Parenting with wisdom and strength
Published on March 17, 2026 at 3:26pm EDT | Author: frazeevergas
0By Pastor Ryan Stockstrom
Harvest Church
In a recent message during our relationship series at Harvest Church, I turned our attention to the topic of parenting. The heart behind this entire series has been simple: the closer we are to God, the healthier all of our relationships become. When we stay connected to the Lord, we receive His strength, His peace, and His wisdom—things we desperately need to love and lead our families well. I know this is true in my own home. The closer I remain with the Lord, the better things are.
If you have been a parent for more than about a minute, you already know something important: parenting is hard. It requires constant investment, patience, and grace. Humor captures the experience of parenting well—Raising kids can feel like running a marathon that never ends, while someone keeps asking for snacks. Ha! Other days it feels like running a small business where the employees cry a lot and the customers never pay, lol. Yet despite the challenges, parenting is deeply worthwhile. Children are worth every ounce of time, energy, and love we invest in them. Over the years I’ve learned that parenting requires two things above all: wisdom and strength. We need God’s wisdom to guide our decisions, and we need His strength to carry us through the long days but short years, as parenting seems to be.

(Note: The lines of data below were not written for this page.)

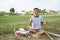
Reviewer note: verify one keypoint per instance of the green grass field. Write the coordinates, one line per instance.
(8, 23)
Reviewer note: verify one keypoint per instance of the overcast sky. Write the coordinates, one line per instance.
(19, 5)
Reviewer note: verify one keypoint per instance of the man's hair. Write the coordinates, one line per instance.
(36, 8)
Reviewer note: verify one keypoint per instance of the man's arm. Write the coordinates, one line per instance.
(30, 22)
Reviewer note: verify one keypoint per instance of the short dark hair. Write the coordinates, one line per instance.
(36, 8)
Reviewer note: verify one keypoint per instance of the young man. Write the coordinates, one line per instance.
(36, 21)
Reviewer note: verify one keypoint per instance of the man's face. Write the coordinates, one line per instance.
(36, 11)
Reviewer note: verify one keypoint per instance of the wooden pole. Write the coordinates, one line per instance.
(48, 35)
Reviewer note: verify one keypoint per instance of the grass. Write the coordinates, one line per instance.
(8, 23)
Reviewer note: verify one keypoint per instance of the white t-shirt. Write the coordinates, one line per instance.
(36, 22)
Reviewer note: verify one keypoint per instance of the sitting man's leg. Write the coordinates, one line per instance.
(41, 32)
(33, 31)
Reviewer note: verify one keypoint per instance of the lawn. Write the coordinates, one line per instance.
(8, 23)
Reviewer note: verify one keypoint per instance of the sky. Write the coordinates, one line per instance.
(20, 5)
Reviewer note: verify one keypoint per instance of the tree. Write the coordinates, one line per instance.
(12, 10)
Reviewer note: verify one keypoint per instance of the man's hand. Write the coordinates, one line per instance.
(44, 23)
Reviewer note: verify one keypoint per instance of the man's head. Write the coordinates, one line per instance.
(36, 11)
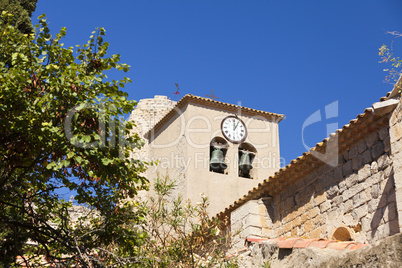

Scripture gives us clear direction for raising children. In summary, Ephesians 6:4 reminds parents not to provoke their children to anger, but to bring them up in the training and instruction of the Lord. Proverbs 22:6 encourages us:
“Start children off on the way they should go, and even when they are old they will not turn from it.” (NIV)
These passages remind us that parenting is not simply about managing behavior, but about shaping hearts and guiding children toward a lifelong relationship with God.
To help explain the journey of parenting, I shared what some call the “four Cs” of parenting: caretaker, cop, coach, and consultant. These stages reflect how the role of a parent naturally changes as children grow.
The earliest stage is the “Caretaker” phase, covering roughly the years from birth to age five. During this time, parents provide nearly everything for their children—food, comfort, safety, and constant care. It’s a beautiful stage, but it can also be exhausting. These are the years of late nights, early mornings, and countless messes to clean up. Yet they are also incredibly important years for a child’s development.
Jess shared some insights from our own experience raising young children. She talked about the importance of carving out even a few minutes with the Lord each day, finding joy in small moments, and learning to communicate honestly as a married couple during this demanding season.
As children grow, parents move into what some have termed the “cop” stage, usually from ages five to twelve. During this season children begin testing boundaries and asking an important question: who is really in charge here? We as parents, must lovingly but firmly establish those boundaries. Children need to learn two important truths: there is a God, and they are not Him! Scripture teaches children to honor and obey their parents, and healthy discipline helps reinforce that structure. The goal of discipline is not simply behavior modification but heart transformation. Rather than only enforcing rules, parents can help instruct children to understand why certain choices are right or wrong and guide them toward a deeper relationship with God.
As children move into the teenage years, parenting begins to shift again into the “coaching” stage. Instead of making every decision for them, parents begin coaching them toward making wise decisions themselves. Boundaries still exist, but the goal becomes helping teenagers internalize the values they have been taught. This stage requires patience, humility, and sometimes the willingness to apologize when we make mistakes as parents. This season often involves balancing structure with increasing freedom as teenagers mature. One important value in our home has always been honoring God together as a family, including prioritizing our faith and remaining connected to church.
Eventually children reach adulthood, and the parenting role changes once more. Instead of directing their lives, parents become “consultants”—trusted voices who offer advice, wisdom, and encouragement. This can become one of the most rewarding stages of parenting. If parents have invested faithfully over the years, many adult children eventually return with appreciation for the guidance they once resisted. I remember realizing in my early twenties that my parents actually knew a lot more than I once thought.
One encouraging reminder for parents is that God continues working in our children’s lives long after they leave home. There may be seasons when they wander or struggle, but God has a way of drawing people back to Himself. Our role is to continue praying, loving, and trusting that the seeds planted over the years will bear fruit in time.
Parenting requires patience, sacrifice, and perseverance. There will be difficult days and seasons when the work feels overwhelming. But the investment is worth it! When we raise children to love God and love His church, we give them something that will sustain them through every challenge life brings. And that is a legacy that lasts far beyond childhood.